En l'espace de quelques décennies à peine, le surf est devenu un véritable business. Un réalisateur français nous plonge dans la vie de sportifs qui ont décidé de se tenir à l'écart de ce système.

Ismaël Guilliorit, qui ne surfe que une seule jambe © Photo tirée du film "Alombre"

Ismaël Guilliorit, qui ne surfe que sur une seule jambe © image tirée du film Alombre

Plus connu sous le pseudonyme de "tombottom", Thomas Queyraud est un jeune réalisateur français qui dévoile aujourd'hui son premier court métrage : Alombre. Un documentaire de 37 minutes qui cherche à donner une autre image à cette pratique sportive qu'est le surf.

En effet, s'il n'est pas aussi médiatisé que le football ou le rugby, le surf draine chaque année des millions de dollars, multipliant d'immenses championnats tels que le prestigieux ASP World Tour auxquels sont conviés les meilleurs athlètes du monde, et attirant des dizaines de sponsors plus que lucratifs.

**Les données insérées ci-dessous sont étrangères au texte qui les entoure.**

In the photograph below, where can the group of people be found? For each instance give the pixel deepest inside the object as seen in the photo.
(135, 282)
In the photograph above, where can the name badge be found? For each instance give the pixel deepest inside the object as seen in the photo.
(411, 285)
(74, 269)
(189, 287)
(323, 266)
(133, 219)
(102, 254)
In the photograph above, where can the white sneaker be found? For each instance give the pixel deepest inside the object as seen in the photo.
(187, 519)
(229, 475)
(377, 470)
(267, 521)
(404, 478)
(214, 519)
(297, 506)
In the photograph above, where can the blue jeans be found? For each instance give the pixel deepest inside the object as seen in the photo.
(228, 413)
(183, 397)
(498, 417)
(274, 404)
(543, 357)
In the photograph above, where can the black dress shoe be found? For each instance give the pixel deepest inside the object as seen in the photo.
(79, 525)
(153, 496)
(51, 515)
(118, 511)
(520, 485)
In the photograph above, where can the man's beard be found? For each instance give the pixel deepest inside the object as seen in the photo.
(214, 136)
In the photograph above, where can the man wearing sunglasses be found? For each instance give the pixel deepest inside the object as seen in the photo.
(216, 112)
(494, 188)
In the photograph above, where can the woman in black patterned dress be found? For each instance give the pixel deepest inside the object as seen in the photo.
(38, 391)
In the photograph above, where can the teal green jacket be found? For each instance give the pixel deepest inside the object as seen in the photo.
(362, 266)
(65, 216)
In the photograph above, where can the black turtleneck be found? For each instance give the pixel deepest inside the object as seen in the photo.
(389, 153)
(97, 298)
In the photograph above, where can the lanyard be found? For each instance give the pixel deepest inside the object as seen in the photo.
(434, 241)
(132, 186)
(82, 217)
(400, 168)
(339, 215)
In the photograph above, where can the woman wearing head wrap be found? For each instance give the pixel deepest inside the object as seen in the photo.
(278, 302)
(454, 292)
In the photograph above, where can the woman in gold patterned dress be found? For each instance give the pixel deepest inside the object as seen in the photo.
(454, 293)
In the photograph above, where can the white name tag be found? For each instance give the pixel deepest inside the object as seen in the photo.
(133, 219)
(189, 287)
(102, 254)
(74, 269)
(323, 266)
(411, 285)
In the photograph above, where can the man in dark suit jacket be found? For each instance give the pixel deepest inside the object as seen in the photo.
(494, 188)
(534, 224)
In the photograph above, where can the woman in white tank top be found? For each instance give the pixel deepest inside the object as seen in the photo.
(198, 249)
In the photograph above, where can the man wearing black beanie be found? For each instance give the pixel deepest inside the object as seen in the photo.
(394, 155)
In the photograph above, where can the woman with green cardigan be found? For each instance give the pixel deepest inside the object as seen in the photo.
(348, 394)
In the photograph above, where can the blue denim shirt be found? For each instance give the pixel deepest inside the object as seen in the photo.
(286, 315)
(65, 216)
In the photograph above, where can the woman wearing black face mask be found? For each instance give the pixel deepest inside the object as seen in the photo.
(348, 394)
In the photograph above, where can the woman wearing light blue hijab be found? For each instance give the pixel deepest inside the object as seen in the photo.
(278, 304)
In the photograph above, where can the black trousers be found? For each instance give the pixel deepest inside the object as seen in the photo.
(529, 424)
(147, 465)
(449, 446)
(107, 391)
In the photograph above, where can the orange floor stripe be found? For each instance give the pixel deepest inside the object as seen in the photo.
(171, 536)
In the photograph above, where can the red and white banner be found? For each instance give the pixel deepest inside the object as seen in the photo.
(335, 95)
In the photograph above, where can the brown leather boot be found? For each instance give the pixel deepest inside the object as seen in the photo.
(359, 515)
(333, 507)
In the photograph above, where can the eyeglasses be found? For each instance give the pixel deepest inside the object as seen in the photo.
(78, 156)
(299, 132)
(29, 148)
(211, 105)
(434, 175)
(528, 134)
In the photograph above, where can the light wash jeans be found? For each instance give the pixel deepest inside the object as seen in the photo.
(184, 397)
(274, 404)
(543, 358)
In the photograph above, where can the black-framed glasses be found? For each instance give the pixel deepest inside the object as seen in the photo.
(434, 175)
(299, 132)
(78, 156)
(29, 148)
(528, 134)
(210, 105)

Une réflexion sur le monde du surf

Malgré l'attractivité du surf business, certains pratiquent encore ce sport ancestral loin de l'argent et de la compétition. Alombre dresse ainsi le portrait de quatre surfeurs qui ont choisi ce chemin de vie : Heremoana Luciani, Adrien Valéro, Ismaël Guilliorit et Phillippe Claverie.

Interrogés et filmés dans la plus grande presqu'île française, le Médoc, ces athlètes livrent tour à tour leur vision du surf. Avec sincérité, ils se confient sur le manque de reconnaissance ou encore la difficulté de s'inscrire dans un paysage souvent dominé par l'argent.

Très contemplatif, alternant sessions surf et confessions, Alombre nous offre une réflexion sur le monde de la glisse en nous confrontant à des individus libres et heureux de pratiquer leur art.

L'avant-première d'Alombre se déroulera à l'espace Darwin à Bordeaux le 20 mai prochain. Le film devrait ensuite être disponible sur Vimeo.